Blaye

Un « bel outil » en Gironde, le nouveau bac Blaye-Lamarque

Depuis avril un nouveau bac , le « Sébastien Vauban » assure la traversée Blaye–Lamarque. Beau bâtiment de 60 m sur 12,5, il a remplacé le « Côtes de Blaye », ex « Duchesse Anne » qui a pris sa retraite en Afrique après 34 ans de bons et loyaux services sur la Gironde.

« On a un bel outil dont nous sommes très fiers. » Claudio Piedplat, l‘un des deux capitaines du « Sébastien Vauban » ne cache pas son plaisir de commander le nouveau bac Blaye-Lamarque. Même s’il n’y a pas foule pour s’embarquer ce dimanche 9 novembre à 9 heures (une petite dizaine de véhicules et une vingtaine de passagers) l’ambiance est décontractée. La traversée qui passe entre l’île Pathé et l’île Verte dure une petite quinzaine de minutes pendant lesquelles les voyageurs peuvent découvrir les vastes horizons au cœur de l’estuaire, le soleil qui fait son apparition et une température clémente donnant un côté croisière fluviale à la traversée.

« Un bel outil » le Sébastien Vauban » l’est sur le plan esthétique avec son architecture de ferry auquel une passerelle placée sur le côté tribord, où se trouvent les rampes d’accès, donne un petit air de porte-avions. Et il ne se contente pas d’être beau. C’est aussi une réussite technologique. L’électronique est reine. Avec deux radars (un de mer et un pour le fleuve) et une cartographie informatique, la sécurité est optimale. Le navire est aussi écologique. Outre un silence, qui a même surpris les habitants de Blaye habitués aux bruyants « teufs-teufs » du « Côte de Blaye », il n’occasionne aucun rejet dans l’estuaire.

Ses qualités techniques ne dispensent pas pour autant l’équipage (de 5 à 7 hommes) de faire preuve d’une vigilance de tous les instants. La navigation sur l’estuaire est particulièrement technique, en raison des bancs de sable, du courant et de la marée. De plus avec ses superstructures élevées, le bâtiment est sensible au vent.

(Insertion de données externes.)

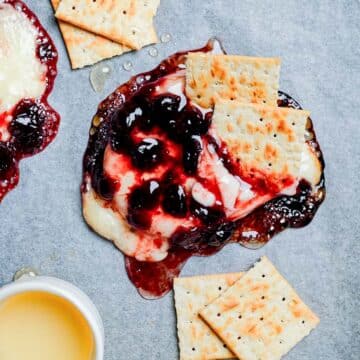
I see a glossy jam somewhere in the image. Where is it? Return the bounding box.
[0,0,60,201]
[82,42,325,298]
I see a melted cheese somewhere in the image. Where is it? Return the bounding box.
[0,4,46,113]
[83,71,321,261]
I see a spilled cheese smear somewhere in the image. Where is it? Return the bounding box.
[0,4,46,114]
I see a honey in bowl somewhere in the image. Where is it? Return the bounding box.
[0,291,95,360]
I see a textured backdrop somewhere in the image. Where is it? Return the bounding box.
[0,0,360,360]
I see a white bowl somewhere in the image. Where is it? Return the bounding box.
[0,274,104,360]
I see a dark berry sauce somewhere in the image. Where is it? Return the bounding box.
[82,41,325,298]
[0,0,60,201]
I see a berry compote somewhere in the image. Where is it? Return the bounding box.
[0,0,60,201]
[81,40,325,298]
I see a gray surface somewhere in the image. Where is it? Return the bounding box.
[0,0,360,360]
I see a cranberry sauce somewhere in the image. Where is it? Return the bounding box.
[0,0,60,201]
[82,42,325,298]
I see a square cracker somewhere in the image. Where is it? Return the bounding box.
[174,273,242,360]
[186,53,280,108]
[51,0,131,69]
[200,257,319,360]
[212,100,310,187]
[55,0,160,50]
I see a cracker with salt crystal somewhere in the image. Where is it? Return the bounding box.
[55,0,160,50]
[186,53,280,108]
[51,0,131,69]
[212,100,309,187]
[174,273,242,360]
[200,257,319,360]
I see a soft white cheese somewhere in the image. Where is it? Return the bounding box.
[0,4,46,113]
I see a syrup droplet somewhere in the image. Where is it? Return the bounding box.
[90,64,112,93]
[148,47,159,57]
[160,33,171,43]
[123,61,133,71]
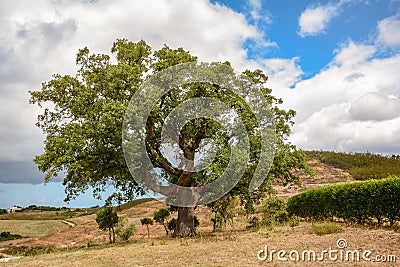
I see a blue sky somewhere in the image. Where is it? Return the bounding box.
[0,0,400,207]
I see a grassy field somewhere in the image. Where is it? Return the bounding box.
[3,222,400,266]
[0,208,98,221]
[0,220,69,237]
[0,159,400,267]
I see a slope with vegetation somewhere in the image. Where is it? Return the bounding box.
[306,151,400,180]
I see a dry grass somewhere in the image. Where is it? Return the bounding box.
[3,222,400,266]
[0,158,400,267]
[0,220,69,240]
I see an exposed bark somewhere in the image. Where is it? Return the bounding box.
[173,207,196,237]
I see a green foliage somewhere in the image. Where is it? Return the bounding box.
[115,218,136,241]
[246,216,260,229]
[167,218,178,231]
[140,218,153,238]
[96,207,119,243]
[153,208,171,235]
[306,151,400,180]
[207,194,237,231]
[309,223,343,235]
[140,218,153,225]
[0,232,22,241]
[30,39,307,237]
[261,196,289,225]
[288,176,400,225]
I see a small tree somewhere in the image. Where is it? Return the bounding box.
[153,208,171,235]
[115,218,136,241]
[140,218,153,238]
[167,218,178,236]
[96,207,119,243]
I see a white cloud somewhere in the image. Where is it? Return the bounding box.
[261,57,303,89]
[298,4,339,37]
[349,93,400,121]
[377,14,400,48]
[284,41,400,154]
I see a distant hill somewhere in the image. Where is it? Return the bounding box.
[305,151,400,180]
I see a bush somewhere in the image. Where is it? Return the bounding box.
[261,196,289,225]
[306,151,400,180]
[310,223,343,235]
[287,176,400,225]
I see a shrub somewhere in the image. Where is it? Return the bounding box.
[310,223,343,235]
[287,176,400,225]
[261,196,289,224]
[246,216,260,229]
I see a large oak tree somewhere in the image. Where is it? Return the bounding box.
[30,39,306,236]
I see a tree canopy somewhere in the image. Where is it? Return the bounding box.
[30,39,306,236]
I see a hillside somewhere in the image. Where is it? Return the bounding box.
[0,156,400,266]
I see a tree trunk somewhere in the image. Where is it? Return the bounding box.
[111,227,115,243]
[163,222,168,235]
[174,207,196,237]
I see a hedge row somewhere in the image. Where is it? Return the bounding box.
[306,151,400,180]
[287,176,400,225]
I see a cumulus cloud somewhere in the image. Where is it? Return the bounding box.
[377,13,400,48]
[298,4,339,37]
[261,57,303,90]
[285,41,400,154]
[349,93,400,121]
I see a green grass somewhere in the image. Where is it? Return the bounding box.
[0,208,98,221]
[0,220,69,237]
[0,232,22,241]
[309,223,343,235]
[118,198,154,211]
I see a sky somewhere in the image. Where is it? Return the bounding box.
[0,0,400,208]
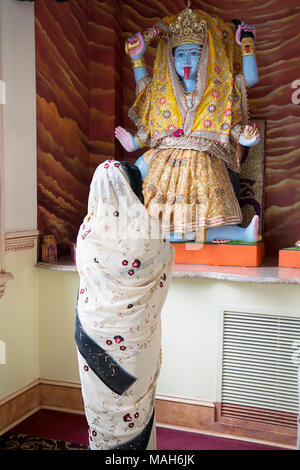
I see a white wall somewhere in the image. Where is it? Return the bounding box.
[0,0,39,399]
[0,0,37,232]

Si le trajet est toujours le même (Blaye-Lamarque AR) les conditions de navigation changent en permanence. D’ailleurs en fonction des conditions nautiques et de la météo le trajet peut varier de 15 à 30 minutes, même s’il est en moyenne d’une vingtaine

Le navire peut embarquer une quarantaine de véhicules, y compris des bus à étage ou des engins agricoles, ce qui en fait un remarquable trait d’union entre les deux rives. Et le bac est surtout plus confortable que l’ancien. Les passagers jouissent d’un vaste pont qui permet d’admirer l’estuaire, particulièrement intéressant entre Blaye et Lamarque avec l’île de Fort Pathé et l’Île verte s’il passe au sud ou l’Île nouvelle s’il passe au nord, entre la citadelle de Blaye et Fort Médoc. Le bac étant prévu pour embarquer des véhicules hauts (cars de tourisme, camions) la vue depuis le pont est particulièrement intéressante, rappelant un peu celle dont les croisiéristes jouissent à bord des paquebots remontant l’estuaire.

Avec un salon climatisé et des fauteuils semblables à ceux des bus du réseau Transgironde, le « Sébastien Vauban » offre un confort qui tranche avec l’austérité de l’ancien bac, surtout en hiver. A la demande des usagers, un distributeur de café a été mis à leur disposition. Le prix de la traversée étant très raisonnable (3,20 € par voyageur), c’est devenu une sortie pour certains Blayais. Des mamies ont même pris l’habitude d’amener leurs petits enfants manger une glace à Lamarque. Ce peut être aussi – pourquoi pas ? un objectif de balade le dimanche ou mieux encore le samedi, jour du marché à Blaye, pour des bordelais qui en profiteront pour voir la citadelle de Vauban, qui a donné son nom au bac.